Bug 858276

Summary: start of default libvirt network and bridge device, virbr0, causes failure of nova network
Product: Red Hat OpenStack Reporter: Dan Yocum <dyocum>
Component: doc-Getting_Started_GuideAssignee: RHOS Documentation Team <rhos-docs>
Status: CLOSED DUPLICATE QA Contact: ecs-bugs
Severity: high Docs Contact:
Priority: unspecified    
Version: 1.0 (Essex)CC: breeler, ndipanov, sgordon
Target Milestone: ---Keywords: Documentation
Target Release: ---   
Hardware: x86_64   
OS: Linux   
Whiteboard:
Fixed In Version: Doc Type: Bug Fix
Doc Text:
Story Points: ---
Clone Of: Environment:
Last Closed: 2013-01-16 16:47:34 UTC Type: Bug
Regression: --- Mount Type: ---
Documentation: --- CRM:
Verified Versions: Category: ---
oVirt Team: --- RHEL 7.3 requirements from Atomic Host:
Cloudforms Team: --- Target Upstream Version:
Embargoed:

Description Dan Yocum 2012-09-18 14:15:04 UTC
Description of problem:

Starting the default libvirt network and bridge device, virbr0, causes nova networking to fail in strange ways on RHEL 6.3.

Version-Release number of selected component (if applicable):

Essex

How reproducible:

Always, but in random ways...

Steps to Reproduce:
1. Start libvirt default network either before or after openstack-nova-network
2. Start a number of VMs on all compute nodes with auto-assign of floating IPs 
3. Attempt to ping or ssh into all VMs.  Some will fail, some won't.  
4. Check routing tables on all compute nodes, if 192.168.122.1 is listed, 'ifconfig virbr0 down' and wait a while.
  
Actual results:

ping and ssh will intermittently succeed and fail to VMs on random compute nodes

Expected results:

ping and ssh should always succeed to all VMs

Additional info:

There is a similar bug in Fedora and libvirt - needs to be addressed in RHEL, too:

https://bugzilla.redhat.com/show_bug.cgi?id=802475

and

http://libvirt.org/git/?p=libvirt.git;a=commit;h=a83fe2c23efad190a1e00e448f607fe032650fd6

Comment 2 Nikola Dipanov 2013-01-04 13:27:35 UTC
It seems that running both nova-networking/quantum and libvirt networking on the hypervisor node is causing issues. 

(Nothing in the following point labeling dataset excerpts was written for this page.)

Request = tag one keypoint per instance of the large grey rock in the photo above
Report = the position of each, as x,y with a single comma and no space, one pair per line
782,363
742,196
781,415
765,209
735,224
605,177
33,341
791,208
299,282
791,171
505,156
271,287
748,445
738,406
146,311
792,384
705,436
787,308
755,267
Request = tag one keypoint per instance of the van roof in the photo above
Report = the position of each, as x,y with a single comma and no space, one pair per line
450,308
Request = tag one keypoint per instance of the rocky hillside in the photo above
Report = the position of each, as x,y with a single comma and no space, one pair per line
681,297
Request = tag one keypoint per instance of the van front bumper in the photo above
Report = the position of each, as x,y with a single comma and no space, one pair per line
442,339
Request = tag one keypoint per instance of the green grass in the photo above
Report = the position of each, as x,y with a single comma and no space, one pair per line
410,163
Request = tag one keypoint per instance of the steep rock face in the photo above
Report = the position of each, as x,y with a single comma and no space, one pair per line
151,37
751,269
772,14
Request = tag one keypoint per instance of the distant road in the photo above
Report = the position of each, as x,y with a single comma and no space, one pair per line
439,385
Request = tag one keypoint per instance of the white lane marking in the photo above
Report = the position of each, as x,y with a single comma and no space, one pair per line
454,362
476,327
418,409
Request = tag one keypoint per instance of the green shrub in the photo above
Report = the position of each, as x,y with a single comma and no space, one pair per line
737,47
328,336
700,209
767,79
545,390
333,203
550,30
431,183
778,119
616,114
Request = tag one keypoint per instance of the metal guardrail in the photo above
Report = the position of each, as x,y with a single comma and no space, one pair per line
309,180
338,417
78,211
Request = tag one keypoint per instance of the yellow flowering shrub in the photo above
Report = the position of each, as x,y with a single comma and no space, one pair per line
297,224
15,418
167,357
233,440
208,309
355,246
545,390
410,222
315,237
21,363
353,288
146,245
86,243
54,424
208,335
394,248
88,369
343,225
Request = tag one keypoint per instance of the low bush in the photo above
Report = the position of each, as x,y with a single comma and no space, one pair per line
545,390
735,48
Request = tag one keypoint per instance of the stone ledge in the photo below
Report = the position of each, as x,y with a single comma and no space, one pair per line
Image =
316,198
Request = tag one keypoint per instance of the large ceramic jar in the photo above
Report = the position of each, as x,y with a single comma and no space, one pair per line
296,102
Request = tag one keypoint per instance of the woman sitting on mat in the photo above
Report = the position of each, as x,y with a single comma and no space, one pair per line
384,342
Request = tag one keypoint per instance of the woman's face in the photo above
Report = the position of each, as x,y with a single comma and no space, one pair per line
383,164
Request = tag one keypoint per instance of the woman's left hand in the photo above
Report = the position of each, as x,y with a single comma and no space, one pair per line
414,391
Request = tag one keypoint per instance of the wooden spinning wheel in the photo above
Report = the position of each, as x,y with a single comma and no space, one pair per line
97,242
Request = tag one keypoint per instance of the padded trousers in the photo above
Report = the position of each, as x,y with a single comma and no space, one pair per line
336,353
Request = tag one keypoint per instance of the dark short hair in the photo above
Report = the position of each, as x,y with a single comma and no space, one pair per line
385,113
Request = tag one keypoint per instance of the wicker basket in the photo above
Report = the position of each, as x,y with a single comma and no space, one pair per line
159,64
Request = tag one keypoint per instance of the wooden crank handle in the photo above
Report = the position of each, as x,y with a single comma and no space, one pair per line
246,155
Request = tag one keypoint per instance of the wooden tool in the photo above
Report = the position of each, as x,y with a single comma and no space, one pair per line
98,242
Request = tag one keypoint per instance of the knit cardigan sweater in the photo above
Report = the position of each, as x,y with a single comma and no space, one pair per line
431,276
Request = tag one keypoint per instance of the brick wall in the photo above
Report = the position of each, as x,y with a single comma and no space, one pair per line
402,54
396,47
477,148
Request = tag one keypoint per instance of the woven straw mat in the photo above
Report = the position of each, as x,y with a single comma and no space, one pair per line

I am not sure we can do anything about this other than warn users that this will cause issues, so I will move this bug to docs.

Comment 3 Dan Yocum 2013-01-04 14:42:56 UTC
Another contributing factor to this bug may be related to arp issues in a multi-host HA flatDHCP environment like ours.  The solution appears to be to set send_arp_for_ha=true in nova.conf for *ALL* HA networking environments, i.e., nova-network is running on all compute nodes.  

See this bug report for more details:

 https://bugs.launchpad.net/openstack-manuals/+bug/1093000

Comment 4 Stephen Gordon 2013-01-16 16:47:34 UTC

*** This bug has been marked as a duplicate of bug 888812 ***